Bien que Dieu, avec ses mots puissants, nomme le Léviathan comme créature (être créé), il est clair pour Job et pour nous qu’il ne s’agit pas d’un ens creatum, mais du roi de la création lui-même, Dieu. L’État hobbesien est, alors, Dieu. Et la première chose qu’il demande aux hommes pour leur octroyer le bonheur de vivre sûrs, est leur liberté. De cette façon, dans ce premier dessin majestueux de l’État bourgeois capitaliste, il y aura la sécurité seulement si les hommes, en se soumettant, remettent au Léviathan leur condition d’êtres libres.

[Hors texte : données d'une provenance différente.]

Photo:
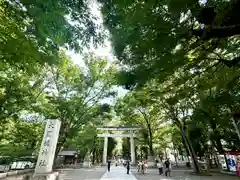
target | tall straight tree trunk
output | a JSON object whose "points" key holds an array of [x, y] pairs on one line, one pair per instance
{"points": [[191, 152]]}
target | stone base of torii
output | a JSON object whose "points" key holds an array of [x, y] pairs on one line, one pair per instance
{"points": [[131, 135]]}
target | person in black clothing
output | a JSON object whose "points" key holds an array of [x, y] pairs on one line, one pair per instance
{"points": [[109, 165], [128, 166], [167, 165]]}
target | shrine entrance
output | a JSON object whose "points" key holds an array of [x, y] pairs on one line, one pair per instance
{"points": [[131, 135]]}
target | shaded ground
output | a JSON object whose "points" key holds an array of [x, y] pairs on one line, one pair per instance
{"points": [[83, 174], [181, 174]]}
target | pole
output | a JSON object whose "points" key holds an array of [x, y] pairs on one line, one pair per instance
{"points": [[236, 128]]}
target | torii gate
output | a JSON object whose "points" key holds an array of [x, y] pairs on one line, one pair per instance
{"points": [[131, 135]]}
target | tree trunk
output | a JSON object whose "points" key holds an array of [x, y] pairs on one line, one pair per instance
{"points": [[150, 140], [191, 152]]}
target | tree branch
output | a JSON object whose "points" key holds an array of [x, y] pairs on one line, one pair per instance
{"points": [[221, 32]]}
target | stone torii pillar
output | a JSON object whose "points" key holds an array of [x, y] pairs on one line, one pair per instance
{"points": [[132, 146], [105, 150]]}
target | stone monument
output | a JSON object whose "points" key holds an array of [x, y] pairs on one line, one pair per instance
{"points": [[43, 169]]}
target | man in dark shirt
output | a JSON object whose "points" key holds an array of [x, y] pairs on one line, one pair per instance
{"points": [[167, 165]]}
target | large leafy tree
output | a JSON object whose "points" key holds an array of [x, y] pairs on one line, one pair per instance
{"points": [[157, 38], [136, 109], [73, 93]]}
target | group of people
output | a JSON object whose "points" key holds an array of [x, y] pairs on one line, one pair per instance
{"points": [[127, 164], [142, 166], [168, 167]]}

Bruce Ackerman, un brillant constitutionnaliste usaméricain, a publié un livre au titre explicite : « Avant qu’ils ne nous attaquent à nouveau ». C’est un chef-d’œuvre de la peur et de la paranoïa. Il dit à ses lecteurs : « Si vous ne voulez pas qu’ils nous attaquent à nouveau (si vous ne voulez pas un autre nine-eleven) nous avons besoin de vous surveiller, si vous voulez vivre en sécurité, le coût c’est la liberté, que nous remettons à l’État antiterroriste. » Au Léviathan du XXIe siècle. De cette façon, et en nous référant aux mauvaises, très mauvaises, nouvelles de ces jours derniers, les attaques terroristes favorisent les faucons d’Occident, et les citoyens qui, entre leur liberté et la furie monstrueuse du Léviathan, soit, entre ces deux possibilités, choisissent, par peur, une peur exacerbée par des livres comme celui de Ackerman et par le pouvoir médiatique associé au Complexe Militaro-industriel, la deuxième.
Ils dansent, alors, soumis mais sûrs, la danse de la frayeur sous le regard du Léviathan.
* José Pablo Feinmann philosophe argentin, professeur, écrivain, essayiste, scénariste et auteur-animateur d’émissions culturelles sur la philosophie.